Scrappy Doo: What Do You Do with Your Scrappy Food

First, I'll say up front that I totally used Scrappy Doo as a Scooby Doo reference to make you click this link. Some of us have fond memories of Scrappy Doo and that pulls on your nostalgic strings. You're obviously delusional and wrong because the true response is one of hate and anger for all things Scrappy Doo.

But this is a safe space and we can all move beyond our Scrappy Doo differences to talk about what we do with scrappy food. Otherwise known as food scraps.

Because I'm relatively poor-ish and hate to waste, here are a few things I do to try not to waste food and stretch out my food budget. These tips will not be for everyone because I am currently an unemployed (but don't want to be) graduate student that likes to cook.

Making stock.

o Veggie Stock: I save up my bits of tomato, onion, garlic, celery, and carrot peels and ends (if I have them also parsnip bit and stems from kale, collards, mustards as well as stems from herbs). I collect them in a gallon size freezer bag and toss in freezer until it is full. Once full, I then dump in a pot, cover with water and bring to a boil. Reduce to a simmer for about 20-30 minutes then turn off heat and let steep for another 30 minutes. Strain and put in freezer containers. For a twist you can thaw and roast the trimmings for a deeper, more complex stock before following the above steps.

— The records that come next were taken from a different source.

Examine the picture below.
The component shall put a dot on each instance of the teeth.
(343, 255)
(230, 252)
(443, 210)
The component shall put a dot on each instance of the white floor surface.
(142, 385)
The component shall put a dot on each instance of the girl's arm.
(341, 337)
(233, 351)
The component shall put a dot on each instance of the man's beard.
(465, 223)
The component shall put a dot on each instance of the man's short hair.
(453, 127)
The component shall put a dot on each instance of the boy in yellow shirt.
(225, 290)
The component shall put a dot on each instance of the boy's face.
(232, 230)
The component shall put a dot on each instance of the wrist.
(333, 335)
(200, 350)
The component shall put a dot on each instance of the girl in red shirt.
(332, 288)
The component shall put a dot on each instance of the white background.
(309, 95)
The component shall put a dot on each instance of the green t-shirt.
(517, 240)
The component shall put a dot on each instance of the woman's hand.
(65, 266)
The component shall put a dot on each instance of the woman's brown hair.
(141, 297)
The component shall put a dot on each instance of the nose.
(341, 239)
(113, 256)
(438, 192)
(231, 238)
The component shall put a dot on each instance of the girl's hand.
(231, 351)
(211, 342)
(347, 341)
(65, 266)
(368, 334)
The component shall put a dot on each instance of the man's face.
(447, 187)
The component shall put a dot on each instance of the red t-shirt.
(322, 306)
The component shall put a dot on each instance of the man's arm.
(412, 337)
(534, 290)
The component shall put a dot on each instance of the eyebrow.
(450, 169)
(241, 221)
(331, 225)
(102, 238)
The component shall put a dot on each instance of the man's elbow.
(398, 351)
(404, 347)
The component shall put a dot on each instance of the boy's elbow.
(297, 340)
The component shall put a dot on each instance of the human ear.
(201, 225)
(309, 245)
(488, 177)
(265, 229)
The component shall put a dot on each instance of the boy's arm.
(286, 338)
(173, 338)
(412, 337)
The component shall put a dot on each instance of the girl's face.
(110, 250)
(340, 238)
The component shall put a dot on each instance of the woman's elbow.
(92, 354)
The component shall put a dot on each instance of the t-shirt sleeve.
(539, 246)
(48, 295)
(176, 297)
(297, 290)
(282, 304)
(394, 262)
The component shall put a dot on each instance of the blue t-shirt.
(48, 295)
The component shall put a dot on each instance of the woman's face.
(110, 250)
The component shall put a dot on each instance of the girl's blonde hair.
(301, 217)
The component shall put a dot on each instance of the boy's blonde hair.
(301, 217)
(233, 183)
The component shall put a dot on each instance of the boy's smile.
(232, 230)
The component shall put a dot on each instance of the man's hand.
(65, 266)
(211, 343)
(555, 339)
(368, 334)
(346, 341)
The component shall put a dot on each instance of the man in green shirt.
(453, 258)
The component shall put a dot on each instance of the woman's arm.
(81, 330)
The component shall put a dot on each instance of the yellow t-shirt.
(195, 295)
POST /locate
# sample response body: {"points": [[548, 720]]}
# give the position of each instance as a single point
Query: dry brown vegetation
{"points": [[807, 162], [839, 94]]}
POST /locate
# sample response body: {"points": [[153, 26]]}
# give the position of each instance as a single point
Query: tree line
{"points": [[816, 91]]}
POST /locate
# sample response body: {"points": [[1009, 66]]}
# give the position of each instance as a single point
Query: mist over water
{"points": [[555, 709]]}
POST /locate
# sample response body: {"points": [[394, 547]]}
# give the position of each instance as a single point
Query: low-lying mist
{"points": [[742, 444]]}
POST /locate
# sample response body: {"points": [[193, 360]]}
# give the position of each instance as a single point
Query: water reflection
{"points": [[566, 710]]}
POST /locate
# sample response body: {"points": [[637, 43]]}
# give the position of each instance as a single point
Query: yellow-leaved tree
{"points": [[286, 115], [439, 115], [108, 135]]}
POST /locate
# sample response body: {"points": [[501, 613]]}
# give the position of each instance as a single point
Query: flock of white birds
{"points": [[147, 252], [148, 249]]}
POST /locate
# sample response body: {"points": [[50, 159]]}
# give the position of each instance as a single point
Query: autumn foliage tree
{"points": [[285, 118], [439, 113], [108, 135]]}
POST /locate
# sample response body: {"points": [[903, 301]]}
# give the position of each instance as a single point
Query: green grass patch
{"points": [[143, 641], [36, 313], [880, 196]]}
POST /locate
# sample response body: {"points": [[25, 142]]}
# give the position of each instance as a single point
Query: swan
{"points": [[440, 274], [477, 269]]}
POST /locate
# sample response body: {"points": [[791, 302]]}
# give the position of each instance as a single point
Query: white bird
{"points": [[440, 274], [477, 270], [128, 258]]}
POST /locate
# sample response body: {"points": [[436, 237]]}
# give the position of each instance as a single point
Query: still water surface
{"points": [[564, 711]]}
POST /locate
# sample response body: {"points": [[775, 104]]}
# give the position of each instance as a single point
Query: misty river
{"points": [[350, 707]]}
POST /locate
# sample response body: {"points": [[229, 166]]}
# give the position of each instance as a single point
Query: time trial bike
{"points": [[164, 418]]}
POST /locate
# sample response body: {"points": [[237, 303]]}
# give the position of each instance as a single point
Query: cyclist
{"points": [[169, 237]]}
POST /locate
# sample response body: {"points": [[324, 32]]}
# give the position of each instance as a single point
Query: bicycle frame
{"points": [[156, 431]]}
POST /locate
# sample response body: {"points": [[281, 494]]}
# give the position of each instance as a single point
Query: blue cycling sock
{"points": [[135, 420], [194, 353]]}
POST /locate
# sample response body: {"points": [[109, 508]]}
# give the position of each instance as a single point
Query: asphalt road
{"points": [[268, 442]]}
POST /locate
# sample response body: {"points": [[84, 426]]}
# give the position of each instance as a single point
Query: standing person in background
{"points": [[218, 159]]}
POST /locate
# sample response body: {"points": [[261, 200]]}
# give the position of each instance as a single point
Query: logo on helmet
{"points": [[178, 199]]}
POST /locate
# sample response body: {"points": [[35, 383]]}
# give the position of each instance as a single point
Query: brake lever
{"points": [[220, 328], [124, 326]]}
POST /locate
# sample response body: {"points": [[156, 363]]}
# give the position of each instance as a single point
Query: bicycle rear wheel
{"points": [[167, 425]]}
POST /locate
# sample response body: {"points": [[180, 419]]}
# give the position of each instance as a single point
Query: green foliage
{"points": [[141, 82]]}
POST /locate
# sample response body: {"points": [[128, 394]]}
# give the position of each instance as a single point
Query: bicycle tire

o Meat Stock: take meat bones (if not already bones from a cooked meat, then consider roasting the bones a bit to deepen flavor) and put them in a pot. Cover with water and bring to a boil. Reduce heat to a slow simmer and let cook for about 1 ½ to 2 hours. Skim off the 'scum" periodically. Strain and put stock in fridge overnight. The fat will have rised to the top. Skim off the fat, place in freezer safe containers and place in freezer

o BONUS: The solidified fat you just skimmed off the meat stock can be blotted dry on paper towels and stored in an air tight container in the fridge for future use.

Potato Skins: If you are peeling potatoes then don't throw away those peels! Unless they are green in which case peel all the green off the potato and proceed with your original dish. But, if the potatoes aren't green, then take those peels and toss them in a little oil. Layout in a single layer and place in oven until cooked. You can then eat them right then and there OR put in a freezer container and place in freezer for a future time when you want to reheat them (in the oven, the microwave will make you sad).

Chicken Skin: Some of my dishes don't need to added bonus of extra fat from the chicken skin so I take the skin off. I don't throw the skin away because I make crackling. Grab your favorite oven safe skillet (I use my caste iron skillet), lay skins in a single layer, and place in oven. Roast until the fat is rendered and the skins are crisp. I take out the crackling and drain on paper towels and pour of the rendered fat for use in other dishes. Seriously, I eat crackling like chips, but it can be used to add crunchy goodness to any dish.

o BONUS: Rendering fat is super easy, so any meat you cook or cut the fat from, you can render and save for later uses.

While I'm not a fan of sweatbreads and offal, unlike Bumblecat, I totally respect that sort of frugalness!

What are your tips and tricks for using up scraps of food?